The lobby is considered today as an old-age profession, a natural and inevitable activity that arose with society: whenever a group exerted power in an organization, other people or other groups tried to influence the decisions of the leaders (Lionel Zetter, Lobbying, The Art of Political Persuasion). Consequently, it may be true that regulating lobbying will allow the professional representation of the interests expressed by civil society structures in the legislative process, as is happening today on the European and North American continents. Among the 19 European countries that have already regulated lobbying, we can also consider, in addition to the Austrian model already proposed by the Government, other countries such as Slovenia in terms of proactivity in ensuring public transparency, the Czech Republic on access to information and Ireland for the registration process and presentation of lobbyists.
Another aspect of interest is the organization of the lobbyist profession. More specifically, how does the profile of a skilled lobbyist in Romania look and how to summarize their activity for a day. According to recent research in the field, people working in the energy sector (oil, gas, electricity) are considered the most effective in their dialogue with the institutions, followed by representatives from the pharmaceutical and banking sectors. So, should we consider it right and beneficial that lobbying in our country should mainly target the strong industries and start with the energy projects?

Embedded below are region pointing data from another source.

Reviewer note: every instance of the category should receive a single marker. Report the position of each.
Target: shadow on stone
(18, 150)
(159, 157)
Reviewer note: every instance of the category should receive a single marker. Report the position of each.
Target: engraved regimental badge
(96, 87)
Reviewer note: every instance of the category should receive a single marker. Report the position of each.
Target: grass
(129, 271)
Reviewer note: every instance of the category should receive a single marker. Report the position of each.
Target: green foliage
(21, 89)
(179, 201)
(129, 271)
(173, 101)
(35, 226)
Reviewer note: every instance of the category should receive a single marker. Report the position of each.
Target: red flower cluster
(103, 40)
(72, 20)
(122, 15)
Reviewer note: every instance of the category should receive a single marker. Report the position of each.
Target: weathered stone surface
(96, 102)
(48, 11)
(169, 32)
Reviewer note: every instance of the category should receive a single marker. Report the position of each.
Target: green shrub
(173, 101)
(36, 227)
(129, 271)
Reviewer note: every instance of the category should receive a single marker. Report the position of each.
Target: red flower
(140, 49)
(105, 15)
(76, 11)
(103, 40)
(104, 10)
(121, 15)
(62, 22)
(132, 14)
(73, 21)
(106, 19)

According to the latest data released by the European Union Transparency Register, in 2016 large companies have allocated 40% more funds for lobbying than in 2012, and the list of major energy companies is at the top of the list.
Although the Association of the Romanian Register for Lobby does not explain the perspectives and implications of transparency in the field, it draws attention to the irregularities of the draft law proposed by the Government, and recommends the continuation of a single project, the one in the Parliament.
The democratic spirit is based on the individual’s involvement in society. The relationship between democracy and economic development is far from being random. Therefore, we can appraise lobbying as the onset of large-scale economic projects thanks to the co-operation of the private sector with decision-makers in charge of the governance process. In order to achieve this goal, it is imperative to have rigorous discussions on the regulation of this activity, involving representatives of the state, the private environment and civil society.